朝士刘廷式,本田家,邻舍翁甚贫,有一女,约与廷式为婚。后契阔数年,廷式读书落第,归乡闾访邻翁,而翁已死,女因病双瞽,家极困饿,廷式令人申前好,而女子之家辞以疾,仍以佣耕,不敢姻士大夫。廷式坚不成,“与翁有约,岂能够翁死子疾而背之?”卒与结婚,闺门极雍睦,其妻相携而后能行,凡生数子。廷式尝坐小谴,监司欲逐之,嘉其有美行,遂为之阔略。厥后廷式管干江州承平宫而妻死,哭之极哀。苏子瞻爱其义,为文以美之。
王文正太尉气羸多病,真宗而赐药酒一注瓶,令空肚饮之,能够和蔼血,辟外邪。文正饮之,大觉安健,因对称谢,上曰:“此苏合香酒也。每一斗酒,以苏合香丸一两同煮。极能调五脏,却腹中诸疾。每冒寒夙兴,则饮一怀。”因各出数榼赐近臣。自此臣庶之家皆仿为之,苏合香丸流行于时。此方本出《广济方》,谓之白术丸,先人亦编入《令媛》、《外台》,治疾有殊效。予于《良方》叙之甚详,然古人未知用之。钱文僖公集《箧中方》,苏合香丸注云:“此药本出禁中,祥符中尝赐近臣。”即谓此也。

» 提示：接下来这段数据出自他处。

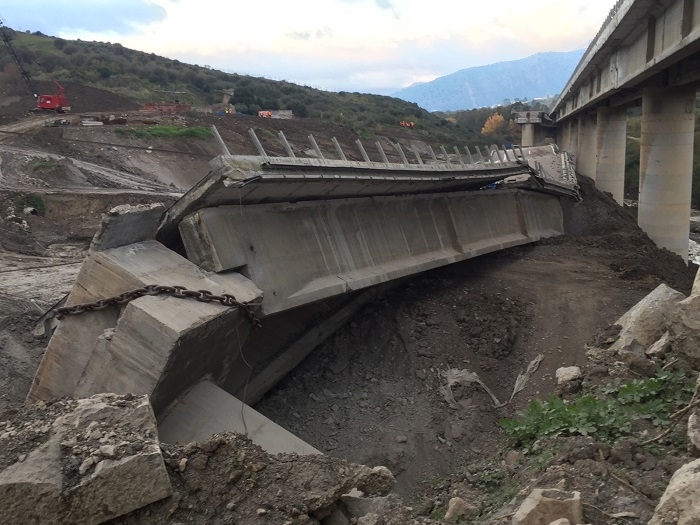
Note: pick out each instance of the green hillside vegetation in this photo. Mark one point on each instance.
(138, 76)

郭进有材略,累有军功。尝刺邢州,今邢州城乃进所筑,其厚六丈,至今坚完,铠仗精美,乃至封贮亦有法度。进于城北治第,既成,聚族人来宾落之,下至土木之工皆与。乃设诸工之席于东庑,群子之席于西庑。人或谓:“诸子安可与工徒齿?”进指诸工曰:“此造宅者。”指诸子曰:“此卖宅者,固宜坐造宅者下也。”进死,未几果为别人统统,今资政殿学士陈彦升宅,乃进旧第东南一隅也。

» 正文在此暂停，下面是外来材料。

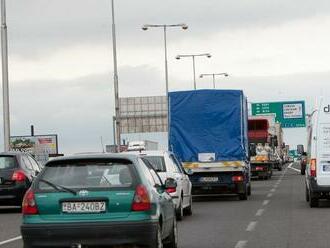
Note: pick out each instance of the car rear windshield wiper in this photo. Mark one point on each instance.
(58, 187)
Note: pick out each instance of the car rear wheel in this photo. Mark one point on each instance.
(307, 194)
(158, 241)
(188, 210)
(313, 201)
(172, 240)
(243, 196)
(249, 189)
(179, 211)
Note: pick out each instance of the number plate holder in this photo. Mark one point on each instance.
(82, 207)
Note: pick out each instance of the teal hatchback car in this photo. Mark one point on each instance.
(99, 200)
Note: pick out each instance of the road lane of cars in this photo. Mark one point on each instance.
(213, 218)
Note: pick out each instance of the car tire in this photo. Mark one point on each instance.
(243, 196)
(302, 171)
(158, 243)
(172, 240)
(307, 194)
(313, 201)
(179, 211)
(188, 210)
(249, 190)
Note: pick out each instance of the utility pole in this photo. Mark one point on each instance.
(115, 77)
(5, 87)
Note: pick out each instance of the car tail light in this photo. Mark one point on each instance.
(313, 167)
(239, 178)
(171, 190)
(141, 200)
(29, 205)
(19, 176)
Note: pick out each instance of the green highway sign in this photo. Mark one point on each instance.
(290, 114)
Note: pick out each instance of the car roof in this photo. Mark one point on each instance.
(13, 153)
(149, 153)
(131, 157)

刘美少时善锻金,后贵要,赐赉中有上方金银器,皆刻工名,其间多有美所造者。又杨景宗微时,常荷畚为丁晋公筑第,后晋公败,籍没其家,以第赐景宗。二人者,方其寒微时,一造上方器,一为宰相筑第,安敢自期身飨其用哉。
晏元献公为孺子时,张文节荐之于朝廷,召至阙下,适值御试进士,便令公就试,公一见试题,曰:“臣旬日前已作此赋,有赋草尚在,乞别命题。”上极爱其不隐。及为馆职时,天下无事,许宦寮择胜燕饮,当时侍从文馆士大夫为燕集,乃至市楼酒坊,常常皆供帐为游息之地。公是时贫甚,不能出,独家居,与昆弟讲习。一日选东宫官,忽自中批除晏殊,在朝莫谕所因,次日进覆,上谕之曰:“近闻馆阁臣寮,无不嬉游燕赏,弥日继夕。唯殊杜门,与兄弟读书,如此谨厚,正可为东宫官。”公既受命,得对,上面谕除授之意,公说话质野,则曰:“臣非不乐燕游者,直以贫,无可为之,臣如有钱,亦须往,但无钱不能出耳。”上益嘉其诚笃,知事君体,眷每日深。仁宗朝,卒至大用。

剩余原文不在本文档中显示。